FIG. 2 is a schematic representation of agarose gel electrophoresis identification of PCR amplification products; m is a molecular marker (DNA marker), N is a blank control, X1, X2 and X3 are the genomic DNA of three blank mice, and R is the genomic DNA of human NK cells.
FIG. 3 is a graph showing the amplification of the kit of the present invention.

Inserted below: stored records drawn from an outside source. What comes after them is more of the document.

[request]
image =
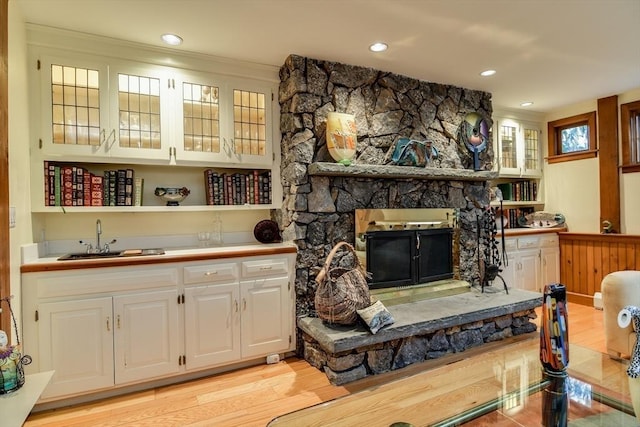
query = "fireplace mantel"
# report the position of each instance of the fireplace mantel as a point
(399, 172)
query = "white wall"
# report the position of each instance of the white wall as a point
(573, 188)
(18, 147)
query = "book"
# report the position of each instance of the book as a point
(138, 191)
(97, 190)
(128, 189)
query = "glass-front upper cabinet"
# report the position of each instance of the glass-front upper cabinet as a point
(74, 106)
(252, 123)
(519, 150)
(140, 113)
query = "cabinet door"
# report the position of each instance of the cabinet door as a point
(202, 107)
(266, 316)
(140, 112)
(146, 335)
(76, 340)
(252, 119)
(528, 270)
(212, 325)
(508, 273)
(74, 106)
(550, 265)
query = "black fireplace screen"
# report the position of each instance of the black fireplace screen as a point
(408, 257)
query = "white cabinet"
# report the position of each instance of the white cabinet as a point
(100, 113)
(75, 340)
(146, 335)
(109, 327)
(266, 309)
(533, 261)
(212, 314)
(550, 258)
(227, 319)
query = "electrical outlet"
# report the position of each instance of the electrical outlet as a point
(12, 217)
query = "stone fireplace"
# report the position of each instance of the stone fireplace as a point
(321, 196)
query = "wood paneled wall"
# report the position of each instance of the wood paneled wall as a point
(586, 258)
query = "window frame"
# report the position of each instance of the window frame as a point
(629, 150)
(555, 127)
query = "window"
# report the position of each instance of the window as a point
(630, 128)
(572, 138)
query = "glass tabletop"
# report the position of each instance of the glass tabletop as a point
(504, 386)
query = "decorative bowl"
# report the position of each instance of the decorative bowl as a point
(172, 195)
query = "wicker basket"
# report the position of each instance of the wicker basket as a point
(341, 291)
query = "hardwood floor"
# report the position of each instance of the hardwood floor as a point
(253, 396)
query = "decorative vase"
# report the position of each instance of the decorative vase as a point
(341, 137)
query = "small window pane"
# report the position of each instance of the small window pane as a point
(574, 139)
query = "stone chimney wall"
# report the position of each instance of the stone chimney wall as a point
(318, 209)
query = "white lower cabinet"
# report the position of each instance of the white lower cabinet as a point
(108, 327)
(75, 340)
(265, 316)
(228, 320)
(533, 262)
(146, 335)
(212, 325)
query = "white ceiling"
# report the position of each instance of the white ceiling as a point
(552, 52)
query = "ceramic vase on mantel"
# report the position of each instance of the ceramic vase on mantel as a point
(341, 137)
(626, 315)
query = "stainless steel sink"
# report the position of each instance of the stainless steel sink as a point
(112, 254)
(88, 255)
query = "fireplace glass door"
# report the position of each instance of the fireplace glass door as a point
(408, 257)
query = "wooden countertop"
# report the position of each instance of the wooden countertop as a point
(181, 255)
(510, 232)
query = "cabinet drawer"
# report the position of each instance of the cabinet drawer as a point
(208, 273)
(549, 240)
(528, 242)
(511, 244)
(264, 267)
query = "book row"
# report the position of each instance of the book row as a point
(253, 187)
(519, 191)
(72, 185)
(512, 217)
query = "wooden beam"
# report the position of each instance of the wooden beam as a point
(5, 276)
(608, 154)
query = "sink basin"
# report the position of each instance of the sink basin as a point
(113, 254)
(86, 255)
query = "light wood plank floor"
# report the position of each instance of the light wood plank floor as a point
(255, 395)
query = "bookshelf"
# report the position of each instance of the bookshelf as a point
(136, 193)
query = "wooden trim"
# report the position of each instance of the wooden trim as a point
(5, 255)
(585, 259)
(53, 265)
(628, 165)
(553, 127)
(608, 162)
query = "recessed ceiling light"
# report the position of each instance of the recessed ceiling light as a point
(172, 39)
(487, 73)
(378, 47)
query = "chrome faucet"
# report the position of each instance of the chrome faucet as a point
(98, 249)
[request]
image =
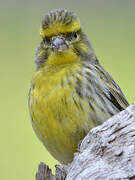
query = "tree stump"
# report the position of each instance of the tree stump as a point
(106, 153)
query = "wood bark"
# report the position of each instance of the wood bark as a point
(106, 153)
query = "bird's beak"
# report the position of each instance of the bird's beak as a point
(59, 44)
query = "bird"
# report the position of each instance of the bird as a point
(70, 92)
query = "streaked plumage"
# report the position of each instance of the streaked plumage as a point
(70, 91)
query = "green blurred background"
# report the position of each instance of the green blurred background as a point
(110, 25)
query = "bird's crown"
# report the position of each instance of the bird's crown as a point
(59, 21)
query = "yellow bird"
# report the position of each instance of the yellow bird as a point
(70, 92)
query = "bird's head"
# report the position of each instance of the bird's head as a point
(63, 40)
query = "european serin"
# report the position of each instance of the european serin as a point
(70, 91)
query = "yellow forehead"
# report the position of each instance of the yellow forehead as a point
(57, 28)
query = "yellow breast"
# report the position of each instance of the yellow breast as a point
(59, 116)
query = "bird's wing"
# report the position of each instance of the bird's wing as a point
(113, 91)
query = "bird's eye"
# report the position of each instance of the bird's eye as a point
(46, 41)
(74, 36)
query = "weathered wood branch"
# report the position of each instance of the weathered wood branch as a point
(106, 153)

FIG. 4 is a standard graph of the kit of the present invention.
Detailed Description
Unless otherwise indicated, the experimental methods disclosed herein employ conventional techniques in molecular biology, biochemistry, analytical chemistry and related fields of technology.
Unless defined otherwise, all technical and scientific terms used herein have the same meaning as commonly understood by one of ordinary skill in the art to which this invention belongs. In addition, any methods and materials similar or equivalent to those described herein can be used in the practice of the present invention. The preferred embodiments and materials described herein are intended to be exemplary only.

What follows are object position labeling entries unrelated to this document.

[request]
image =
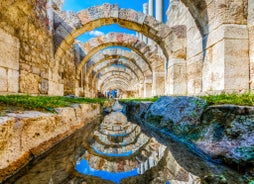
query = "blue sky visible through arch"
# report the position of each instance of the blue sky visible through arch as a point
(77, 5)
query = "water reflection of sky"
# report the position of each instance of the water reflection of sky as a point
(124, 154)
(83, 167)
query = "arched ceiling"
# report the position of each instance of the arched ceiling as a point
(106, 14)
(125, 40)
(113, 82)
(117, 75)
(123, 64)
(116, 54)
(113, 69)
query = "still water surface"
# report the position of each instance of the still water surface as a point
(114, 150)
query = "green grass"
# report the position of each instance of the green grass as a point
(246, 99)
(43, 102)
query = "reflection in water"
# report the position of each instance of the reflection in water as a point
(134, 152)
(84, 168)
(117, 151)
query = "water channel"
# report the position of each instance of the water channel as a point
(115, 150)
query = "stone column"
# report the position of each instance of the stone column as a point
(145, 11)
(251, 41)
(150, 7)
(158, 87)
(50, 13)
(176, 83)
(150, 12)
(159, 10)
(148, 87)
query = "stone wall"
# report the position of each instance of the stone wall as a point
(251, 40)
(217, 60)
(29, 134)
(223, 132)
(9, 63)
(30, 48)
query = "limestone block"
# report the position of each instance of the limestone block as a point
(11, 149)
(9, 51)
(3, 80)
(13, 81)
(55, 88)
(213, 68)
(236, 65)
(177, 77)
(194, 72)
(250, 13)
(194, 47)
(131, 15)
(68, 116)
(29, 83)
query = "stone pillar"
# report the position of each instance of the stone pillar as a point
(159, 10)
(150, 12)
(145, 11)
(148, 86)
(176, 83)
(251, 41)
(150, 7)
(226, 65)
(158, 87)
(50, 13)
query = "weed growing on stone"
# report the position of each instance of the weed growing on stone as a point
(27, 102)
(246, 99)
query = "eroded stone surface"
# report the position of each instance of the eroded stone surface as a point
(32, 133)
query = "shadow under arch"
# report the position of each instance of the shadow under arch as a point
(198, 10)
(113, 69)
(94, 45)
(106, 14)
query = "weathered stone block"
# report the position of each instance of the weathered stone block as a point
(9, 51)
(55, 89)
(236, 60)
(13, 81)
(3, 80)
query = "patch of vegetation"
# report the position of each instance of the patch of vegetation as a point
(140, 99)
(27, 102)
(246, 99)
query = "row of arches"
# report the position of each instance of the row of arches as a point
(143, 61)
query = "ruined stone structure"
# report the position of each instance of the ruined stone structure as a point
(205, 47)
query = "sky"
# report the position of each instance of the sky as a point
(77, 5)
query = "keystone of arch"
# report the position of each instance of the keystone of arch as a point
(106, 14)
(119, 39)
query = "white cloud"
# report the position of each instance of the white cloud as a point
(96, 33)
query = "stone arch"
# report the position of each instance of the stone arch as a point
(124, 64)
(198, 10)
(112, 81)
(121, 85)
(119, 39)
(106, 14)
(110, 69)
(116, 75)
(118, 54)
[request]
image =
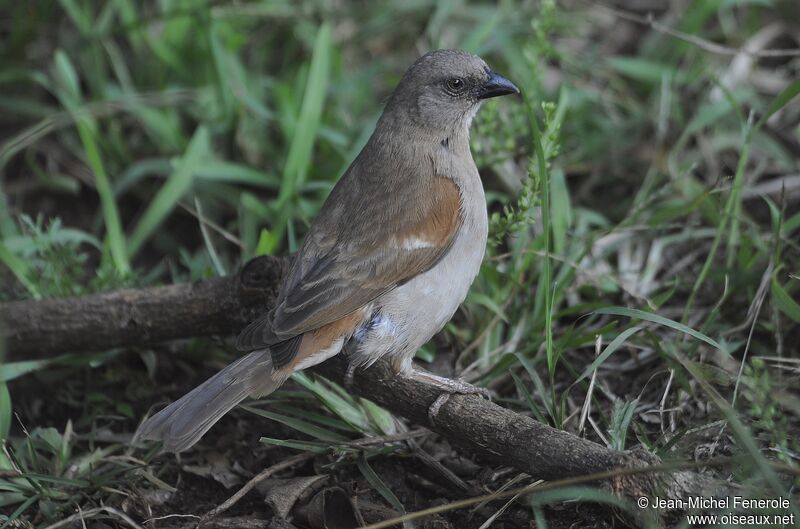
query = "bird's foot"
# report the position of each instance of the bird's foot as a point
(448, 386)
(349, 375)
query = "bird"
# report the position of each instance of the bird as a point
(387, 261)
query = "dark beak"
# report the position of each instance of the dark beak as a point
(495, 86)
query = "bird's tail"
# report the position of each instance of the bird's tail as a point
(183, 423)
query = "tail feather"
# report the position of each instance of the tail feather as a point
(183, 423)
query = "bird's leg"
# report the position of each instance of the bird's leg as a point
(448, 387)
(349, 353)
(349, 375)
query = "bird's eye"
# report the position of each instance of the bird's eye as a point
(455, 85)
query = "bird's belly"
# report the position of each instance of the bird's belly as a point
(408, 316)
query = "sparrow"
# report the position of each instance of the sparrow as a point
(387, 261)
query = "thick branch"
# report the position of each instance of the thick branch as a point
(140, 316)
(225, 305)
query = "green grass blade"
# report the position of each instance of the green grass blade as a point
(305, 132)
(780, 101)
(784, 301)
(5, 411)
(378, 484)
(176, 187)
(615, 344)
(660, 320)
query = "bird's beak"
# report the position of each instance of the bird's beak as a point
(495, 86)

Selecting a target detection DNA sequence. The invention provides a DNA sequence for target detection by using a specific sequence in the KLRC1 gene shown in SEQ ID No. 1. KLRC1 is a 43kD type II transmembrane protein, expressed predominantly on NK cell membranes, belonging to the NK family of receptors (NKG2 family). The protein encoded by the gene belongs to a killer cell lectin-like receptor family, and is a group of transmembrane proteins preferentially expressed in NK cells. The inventors tried various gene sequences such as CD56 gene, homo2 gene, B-actin gene, etc. at the development stage, however, these sequences could be amplified to the corresponding sequences in the murine genome although they could be amplified on NK cells. In the prior art, KLRC1 is used as an asthma biomarker to be subjected to qPCR amplification to investigate the relevance of KLRC1 and asthma, but the invention firstly proposes that a KLRC1 gene sequence shown in SEQ ID No.1 is used for distinguishing human NK cells from gene sequences of other animals.

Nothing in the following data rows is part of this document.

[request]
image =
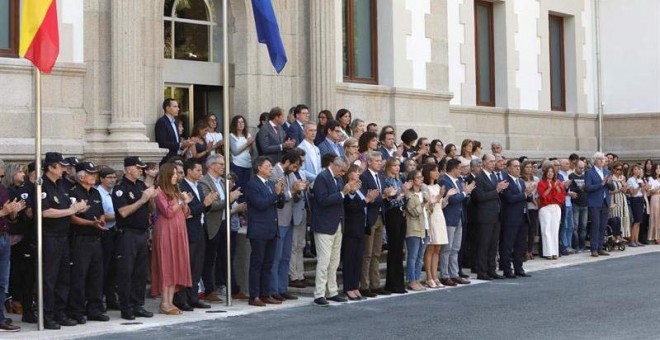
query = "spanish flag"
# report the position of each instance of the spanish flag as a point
(40, 39)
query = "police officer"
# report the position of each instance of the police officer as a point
(56, 212)
(130, 199)
(86, 296)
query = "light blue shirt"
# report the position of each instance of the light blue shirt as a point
(108, 208)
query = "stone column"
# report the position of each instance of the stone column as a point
(322, 48)
(127, 124)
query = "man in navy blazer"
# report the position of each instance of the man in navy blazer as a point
(187, 299)
(514, 223)
(332, 137)
(328, 207)
(263, 198)
(297, 127)
(449, 269)
(372, 179)
(598, 183)
(167, 133)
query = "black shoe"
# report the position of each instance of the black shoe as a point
(98, 317)
(140, 312)
(321, 302)
(51, 324)
(484, 277)
(29, 317)
(337, 298)
(127, 315)
(67, 321)
(184, 307)
(367, 293)
(201, 305)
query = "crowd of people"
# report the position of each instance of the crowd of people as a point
(339, 188)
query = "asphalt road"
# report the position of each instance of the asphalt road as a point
(614, 299)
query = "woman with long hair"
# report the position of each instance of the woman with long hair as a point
(418, 210)
(395, 198)
(171, 262)
(619, 206)
(355, 225)
(551, 196)
(527, 175)
(240, 145)
(653, 192)
(466, 149)
(636, 189)
(437, 224)
(323, 118)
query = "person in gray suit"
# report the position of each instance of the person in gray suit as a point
(283, 171)
(216, 238)
(272, 139)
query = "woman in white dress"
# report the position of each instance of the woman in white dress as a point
(437, 224)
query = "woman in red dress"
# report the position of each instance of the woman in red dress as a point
(170, 265)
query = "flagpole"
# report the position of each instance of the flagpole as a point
(225, 131)
(39, 182)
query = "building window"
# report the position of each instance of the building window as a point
(9, 14)
(484, 51)
(188, 29)
(360, 50)
(557, 66)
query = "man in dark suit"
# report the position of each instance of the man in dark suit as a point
(598, 183)
(514, 223)
(296, 129)
(486, 198)
(449, 270)
(167, 134)
(187, 299)
(328, 207)
(272, 139)
(333, 134)
(372, 179)
(263, 198)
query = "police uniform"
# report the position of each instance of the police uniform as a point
(56, 266)
(86, 296)
(131, 253)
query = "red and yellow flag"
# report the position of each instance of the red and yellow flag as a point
(40, 39)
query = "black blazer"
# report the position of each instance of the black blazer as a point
(355, 223)
(193, 224)
(369, 183)
(514, 202)
(166, 137)
(486, 200)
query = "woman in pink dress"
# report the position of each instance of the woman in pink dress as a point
(170, 264)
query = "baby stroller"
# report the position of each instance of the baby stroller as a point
(613, 231)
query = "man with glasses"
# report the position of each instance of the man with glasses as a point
(331, 144)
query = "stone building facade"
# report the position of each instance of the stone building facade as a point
(118, 62)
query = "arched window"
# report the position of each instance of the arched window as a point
(188, 30)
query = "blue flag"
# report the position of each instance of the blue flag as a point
(269, 33)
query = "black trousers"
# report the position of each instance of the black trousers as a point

Based on the KLRC1 gene sequence shown in SEQ ID No.1, a primer pair and a primer probe set for specifically distinguishing the human NK cell and the animal gene were designed. The design principle of the primer pair and the primer probe set is to select and verify the reliability of the combination of the primer pair and the probe according to the melting temperature (Tm value), the GC content (the ratio of guanine and cytosine in four bases of DNA), the terminal sequence of the upstream primer, the size of the sequence of the primer, the terminal base of the primer and the bases at two ends of the probe.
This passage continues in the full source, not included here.